My thanks to The Nation for the opportunity to read Frederick Douglass’ “What to the Slave is the Fourth of July” – a speech he gave before members of Congress in 1852. This is only the second time I’ve read it, and this time it stood out all the more.
It is not an easy read. There are too many uncomfortable parallels between that time and this – at least for those with eyes to see.
Most strikingly, Douglass’ words then could very easily be updated to fit so many ills of our nation and political system today. The strength and honor of our forefathers contrasted by the greed and cravenness of our present. The slave trade may have ended, but are the poor, the weak, the broken people of any color that much better served by what we now call “government.”
Then “religious liberty” was used to justify laws that forced judges and states to return runaway slaves to their owners, and provided harsh punishments for those who aided or harbored them. Today the same argument is used to divide families, to deny minorities equal justice under the law, even as excuse to deny service in the public marketplace, or to justify throwing your child in the streets because they – by Nature’s design – are something other than what your bigotry and craven interpretation of your myths define as “godly.”

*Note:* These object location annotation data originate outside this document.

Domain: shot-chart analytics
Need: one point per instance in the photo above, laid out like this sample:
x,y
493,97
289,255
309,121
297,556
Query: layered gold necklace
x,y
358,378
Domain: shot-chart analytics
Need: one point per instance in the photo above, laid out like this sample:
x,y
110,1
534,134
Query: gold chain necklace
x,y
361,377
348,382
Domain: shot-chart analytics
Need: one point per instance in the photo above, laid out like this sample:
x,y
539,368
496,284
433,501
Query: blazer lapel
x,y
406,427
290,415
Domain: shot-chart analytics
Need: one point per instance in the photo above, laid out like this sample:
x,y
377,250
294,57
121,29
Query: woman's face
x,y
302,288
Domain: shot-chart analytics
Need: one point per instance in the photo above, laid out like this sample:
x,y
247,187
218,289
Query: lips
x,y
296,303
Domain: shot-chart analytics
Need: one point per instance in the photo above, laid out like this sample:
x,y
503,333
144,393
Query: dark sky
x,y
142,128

Now, as then, violence based on race, creed, sexuality, and politics are considered “normal” in the nation’s discourse by the vocal elements of our society. Few speak out against it, fewer still fight it, and those that do are made mockery of by the crude, the illiterate, and the privileged with the media whoring for them and hanging on their every word. This is your America. It is not mine. Celebrate the slatternly creature you have created, if you will. I will not. Instead, I will mourn the dream of what she was meant to be.